F3DEX3
Loading...
Searching...
No Matches
Performance Results

Philosophy

The base version of F3DEX3 was created for RDP bound games like OoT, where new visual effects are desired and increasing the RSP time a bit does not affect the overall performance. If your game is RSP bound, using the base version of F3DEX3 will make it slower.

Conversely, F3DEX3_LVP_NOC matches or beats the RSP performance of F3DEX2 on all critical paths in the microcode, including command dispatch, vertex processing, and triangle processing. Then, the RDP and memory traffic performance improvements of F3DEX3–56 vertex buffer, auto-batched rendering, etc.–should further improve performance from there. This means that switching from F3DEX2 to F3DEX3_LVP_NOC should always improve performance regardless of whether your game is RSP bound or RDP bound.

Performance Results

Cycle Counts

These are cycle counts for many key paths in the microcode. Lower numbers are better. The timings are hand-counted taking into account all pipeline stalls and all dual-issue conditions. Instruction alignment after branches is sometimes taken into account, otherwise assumed to be optimal.

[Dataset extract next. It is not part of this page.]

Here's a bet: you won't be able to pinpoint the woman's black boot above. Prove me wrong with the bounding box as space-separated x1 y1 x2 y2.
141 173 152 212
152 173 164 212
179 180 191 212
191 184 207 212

Vertex / lighting numbers assume no special features (texgen, packed normals, etc.) Tri numbers assume texture, shade, and Z, and not flushing the buffer. All numbers assume default profiling configuration. Empty cells are "not measured yet".

F3DEX2 F3DEX3_LVP_NOC F3DEX3_LVP F3DEX3_NOC F3DEX3
Command dispatch 12 12 12 12 12
Small RDP command 14 5 5 5 5
Vtx before DMA start 16 17 17 17 17
Vtx pair, no lighting 54 54 81 79 98
Vtx pair, 0 dir lts Can't 64
Vtx pair, 1 dir lt 73 70 96 182 201
Vtx pair, 2 dir lts 76 77 103 211 230
Vtx pair, 3 dir lts 88 84 110 240 259
Vtx pair, 4 dir lts 91 91 117 269 288
Vtx pair, 5 dir lts 103 98 124 298 317
Vtx pair, 6 dir lts 106 105 131 327 346
Vtx pair, 7 dir lts 118 112 138 356 375
Vtx pair, 8 dir lts Can't 119 145 385 404
Vtx pair, 9 dir lts Can't 126 152 414 433
Light dir xfrm, 0 dir lts Can't 95 95 None None
Light dir xfrm, 1 dir lt 141 95 95 None None
Light dir xfrm, 2 dir lts 180 96 96 None None
Light dir xfrm, 3 dir lts 219 121 121 None None
Light dir xfrm, 4 dir lts 258 122 122 None None
Light dir xfrm, 5 dir lts 297 147 147 None None
Light dir xfrm, 6 dir lts 336 148 148 None None
Light dir xfrm, 7 dir lts 375 173 173 None None
Light dir xfrm, 8 dir lts Can't 174 174 None None
Light dir xfrm, 9 dir lts Can't 199 199 None None
Only/2nd tri to offscreen 27 26 26 26 26
1st tri to offscreen 28 27 27 27 27
Only/2nd tri to clip 32 31 31 31 31
1st tri to clip 33 32 32 32 32
Only/2nd tri to backface 38 38 38 38 38
1st tri to backface 39 39 39 39 39
Only/2nd tri to degenerate 42 40 40 40 40
1st tri to degenerate 43 41 41 41 41
Only/2nd tri to occluded Can't Can't 49 Can't 49
1st tri to occluded Can't Can't 50 Can't 50
Only/2nd tri to draw 172 160 163 160 163
1st tri to draw 173 160 163 160 163

Tri numbers are measured from the first cycle of the command handler inclusive, to the first cycle of whatever is after $ra exclusive. This is in order to capture the extra latency and stalls in F3DEX2.

Measurements

Vertex processing time as reported by the performance counter in the PA configuration.

  • Scene 1: Kakariko, adult day, from DMT entrance
  • Scene 2: Custom empty scene with Suzanne monkey head with 1 dir light
  • Scene 3: Same but Suzanne has vertex colors instead of lighting (Link is still on screen and has lighting)
Microcode Scene 1 Scene 2 Scene 3
F3DEX3 7.41ms 2.99ms 2.22ms
F3DEX3_NOC 6.85ms 2.75ms 1.98ms
F3DEX3_LVP 4.12ms 1.59ms 1.48ms
F3DEX3_LVP_NOC 3.34ms 1.27ms 1.16ms
F3DEX2 Can't* Can't* Can't*
Vertex count 3557 1548 1548

*F3DEX2 does not contain performance counters, so the portion of the RSP time taken for vertex processing cannot be measured.